Rigid supply lines and centralized production
Relying on a fixed supply chain is problematic because companies can't identify or transfer order volumes to alternative suppliers in times of conflict, leaving a dramatic impact on production. This practice is directly linked to the centralization of supply, which has created expert dedicated production zones—think Asia's fabric industry. These manufacturers help keep essential supply chain components on hand at a low overall cost but the concentration also causes problems. Because the capacity to make those goods has not been developed or supported in other parts of the world, there is no one to “plug the gap" in supply during times of stress and strain.
"Location data and directing the flow of goods is a crucial enabler to helping customers identify weak spots in their supply chain network. Location as a variable provides day-to-day optimization with real-time ETAs but also can help identify an over-reliance on a distribution centers." Peter Kueth, Senior Product Manager, HERE
Manual supply chain management
Many supply chains are tenuous because they're managed by analogue, manual processes. When a problem occurs, managers and distributors have to locate the issue by combing through a paper trail, which can take days (or weeks) racking up labor costs. Plus, simple things like making changes to orders, quantity, location or shifting to a different supplier becomes a lengthy complex procedure. During times of conflict, few businesses have the luxury of time.
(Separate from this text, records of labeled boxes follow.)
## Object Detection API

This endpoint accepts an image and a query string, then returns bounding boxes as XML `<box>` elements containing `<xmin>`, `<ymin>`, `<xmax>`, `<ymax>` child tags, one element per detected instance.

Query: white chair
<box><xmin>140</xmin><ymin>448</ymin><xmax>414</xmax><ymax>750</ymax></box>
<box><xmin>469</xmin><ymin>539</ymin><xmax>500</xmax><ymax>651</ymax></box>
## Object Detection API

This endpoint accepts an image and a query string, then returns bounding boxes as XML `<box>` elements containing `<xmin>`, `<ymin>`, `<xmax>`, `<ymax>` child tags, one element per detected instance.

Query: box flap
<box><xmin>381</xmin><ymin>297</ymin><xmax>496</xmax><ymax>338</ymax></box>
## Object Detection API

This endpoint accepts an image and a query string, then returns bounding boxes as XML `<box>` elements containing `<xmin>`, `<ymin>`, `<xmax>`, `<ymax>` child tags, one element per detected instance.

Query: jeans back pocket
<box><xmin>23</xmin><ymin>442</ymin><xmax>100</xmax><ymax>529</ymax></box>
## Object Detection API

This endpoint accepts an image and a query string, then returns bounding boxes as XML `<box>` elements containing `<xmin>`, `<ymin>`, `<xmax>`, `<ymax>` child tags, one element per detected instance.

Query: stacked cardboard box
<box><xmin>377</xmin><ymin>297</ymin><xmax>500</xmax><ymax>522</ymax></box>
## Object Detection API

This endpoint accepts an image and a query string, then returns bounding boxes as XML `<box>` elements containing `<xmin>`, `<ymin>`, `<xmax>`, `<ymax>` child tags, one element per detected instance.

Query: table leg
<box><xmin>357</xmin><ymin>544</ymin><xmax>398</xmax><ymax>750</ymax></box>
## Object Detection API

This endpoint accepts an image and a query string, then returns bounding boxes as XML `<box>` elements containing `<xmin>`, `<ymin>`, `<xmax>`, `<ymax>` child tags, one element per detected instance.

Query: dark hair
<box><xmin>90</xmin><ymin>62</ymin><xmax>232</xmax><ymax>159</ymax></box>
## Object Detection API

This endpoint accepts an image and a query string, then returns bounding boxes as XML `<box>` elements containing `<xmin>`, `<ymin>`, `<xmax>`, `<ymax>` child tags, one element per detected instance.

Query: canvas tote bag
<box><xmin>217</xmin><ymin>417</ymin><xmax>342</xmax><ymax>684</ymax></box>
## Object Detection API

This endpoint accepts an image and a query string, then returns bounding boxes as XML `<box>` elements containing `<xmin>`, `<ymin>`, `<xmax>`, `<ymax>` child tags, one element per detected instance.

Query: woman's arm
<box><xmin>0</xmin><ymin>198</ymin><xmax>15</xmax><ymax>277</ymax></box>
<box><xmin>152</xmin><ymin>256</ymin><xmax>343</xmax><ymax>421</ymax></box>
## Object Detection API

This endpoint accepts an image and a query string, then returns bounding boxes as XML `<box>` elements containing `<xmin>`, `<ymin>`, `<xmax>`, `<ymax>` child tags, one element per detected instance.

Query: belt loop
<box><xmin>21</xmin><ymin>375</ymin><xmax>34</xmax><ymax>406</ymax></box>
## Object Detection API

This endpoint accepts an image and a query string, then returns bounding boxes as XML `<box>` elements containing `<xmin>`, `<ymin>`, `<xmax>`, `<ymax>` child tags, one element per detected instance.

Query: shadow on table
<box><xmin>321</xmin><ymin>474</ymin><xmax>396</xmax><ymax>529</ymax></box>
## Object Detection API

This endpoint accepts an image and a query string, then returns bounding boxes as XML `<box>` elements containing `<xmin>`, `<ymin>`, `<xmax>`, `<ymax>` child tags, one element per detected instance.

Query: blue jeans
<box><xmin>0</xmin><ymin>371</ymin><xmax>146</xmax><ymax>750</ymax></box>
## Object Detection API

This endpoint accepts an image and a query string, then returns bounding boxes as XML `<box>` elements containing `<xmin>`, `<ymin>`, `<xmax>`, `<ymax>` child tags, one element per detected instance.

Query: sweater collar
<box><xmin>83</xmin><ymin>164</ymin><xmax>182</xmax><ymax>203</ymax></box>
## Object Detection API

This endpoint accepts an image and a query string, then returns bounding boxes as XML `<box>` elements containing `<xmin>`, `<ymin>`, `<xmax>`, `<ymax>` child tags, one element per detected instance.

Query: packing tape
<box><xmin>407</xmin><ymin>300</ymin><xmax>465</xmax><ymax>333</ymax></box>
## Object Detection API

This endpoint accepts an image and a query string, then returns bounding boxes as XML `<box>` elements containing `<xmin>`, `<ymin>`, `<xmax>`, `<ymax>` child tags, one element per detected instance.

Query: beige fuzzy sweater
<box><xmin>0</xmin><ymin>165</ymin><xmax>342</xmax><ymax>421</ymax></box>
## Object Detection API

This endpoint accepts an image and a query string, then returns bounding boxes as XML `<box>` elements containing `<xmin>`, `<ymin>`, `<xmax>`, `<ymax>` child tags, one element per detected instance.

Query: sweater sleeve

Lack of supply chain transparency
Because many brands rely on paper-based processes, they are unaware of the details of their product once it leaves the shop floor. This means they also don't know when a supply chain threat arises or how to manage it when it does. Let's be clear, an impediment can be anything from weather, traffic, holidays or a world-wide pandemic like COVID-19. Without data-driven tracking tools to increase visibility and pinpoint the exact location of a blockage or risk, supply chain managers will be looking for a needle in a haystack.
"A complete rethink of processes and a real adoption of digitization are just one step towards creating future resiliency. To our industry-leading partners and us, location is the underlying variable that will further make these processes and decisions more meaningful, and we hope to do our part to help create a more resilient global supply chain." Peter Kueth, Senior Product Manager, HERE
What can go right?
No one could have predicted the scale, speed or gravity of the COVID-19 outbreak. But now, what we can do is be better prepared for future events.
This isn't the first time we've experienced supply chain disruption. In 2019 there was the US/China trade war, protests in Hong Kong, and various climate events all of which led to distribution issues.
Redirecting and rebuilding a new economy supported by innovative ways of handling production, transport and retail will take sensitive insight. It will also require technology.
HERE's automated supply management system and location-based tracking tools can be our “eyes in the sky" revealing desperately needed end-to-end information about the whereabouts and status of our goods and suppliers.
We'll also need to make more of an effort to empower countries around the world through egalitarian supplier/buyer relations that celebrate their own unique contributions. (See the Japanese keiretsu model, which builds a loyal network of vendors that learn, develop, and prosper alongside their parent companies). This also means keeping supply chains as small, local and nimble as possible.
McKinsey calls this “splintering" but some may call it plain good sense. The benefit will outweigh the effort: increased visibility, 15% less in overhead, and lead times of three days rather than ten.
Pre-COVID supply lines were designed with stable, high-volume production in mind.
But, when was the last time our world was anything but in flux?